Clips from some of Peck’s own films, such as “Haitian Corner” and “The School of Power,” are included, too—because Peck factors himself into the movie as well. He introduces his own story, briefly, in touches throughout—his childhood in Haiti, in New York, in Congo; his fifteen-year residence in Berlin, his wide-ranging travels. He introduces members of his family, and—in some of the most moving visual clips—relies on his parents’ home movies to recall his childhood and youth. With the self-conscious connection of his earlier, dramatic films to this first-person essay, he affirms that previously, as a filmmaker, he sought to “stay hidden in the background,” and made sure to “avoid becoming the subject” of his films. Here, by contrast, the enormity of the subject, he says, requires him to take conspicuous part, because “neutrality is not an option.”

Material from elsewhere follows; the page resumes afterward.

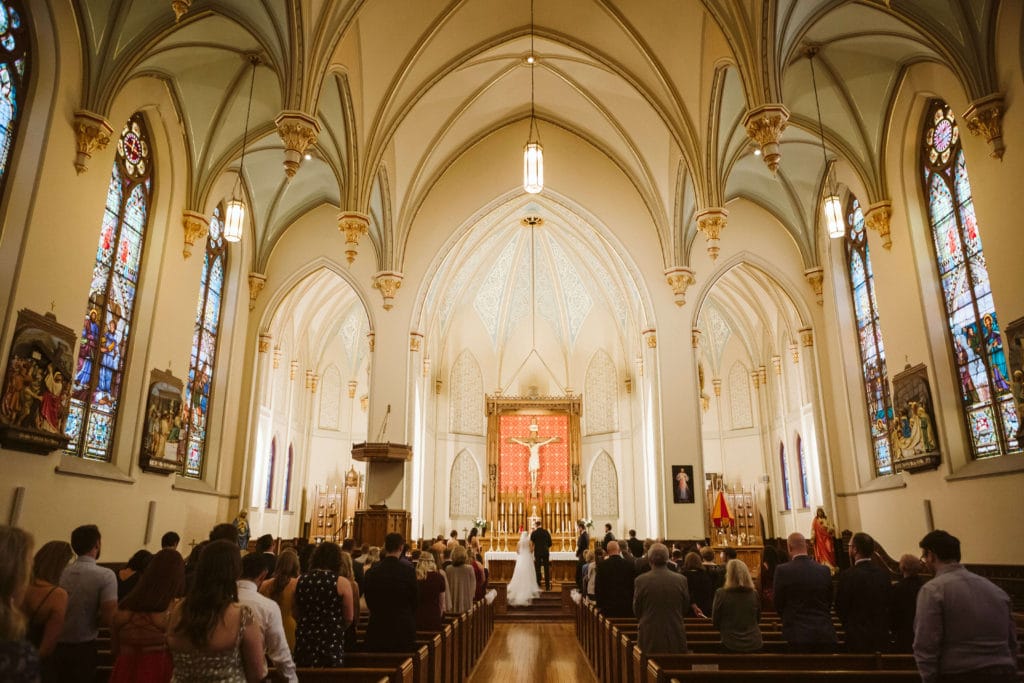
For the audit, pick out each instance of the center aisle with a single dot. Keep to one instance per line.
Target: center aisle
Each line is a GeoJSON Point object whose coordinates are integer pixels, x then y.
{"type": "Point", "coordinates": [534, 652]}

There’s nothing neutral about Peck’s voice-over; yet it’s a disembodied voice, one that allows itself to be no place in particular. The filmmaker speaks from nowhere. That placelessness is conspicuous in what is in the film instead: the choice and arrangement of the images that the film mainly comprises, archival drawings and illustrations, historical documents that are selected and shown in a relatively rapid montage, complete with sound effects and a conventionally load-bearing musical score. (The one extraordinary trope of visual rhetoric in Peck’s choice of archival photographs is the emphasis on the gazes of subjects into the camera; the effect, which recurs throughout the film, is that of a political challenge, a call to the bearing of witness.) “Exterminate All the Brutes” is a work of prodigious and passionate research that doesn’t show its work; the one moment in which Peck suggests a relationship to the archive—that of Raphael Lemkin, the historian who coined the term “genocide,” whose archives are at the New York Public Library—has a physical, experiential resonance that most of the film is missing. The visual interventions (like the dramatic sequences and animated sequences, the home movies and film clips with which the series is interspersed) are either too much or too little—they’re neither sufficiently drastic to suggest an analytical reconfiguration of source documents nor sufficiently plain and hands-on to evoke the filmmaker’s act of discovery and selection, to the presence and survival of archives laying untapped like the subject of the movie itself, in a violent silence. Breaking that silence, however, is the basis of the film, and its great achievement. How Peck tells the story of white supremacy matters less than the fact that, at last, it is indeed being comprehensively, insightfully, compendiously told.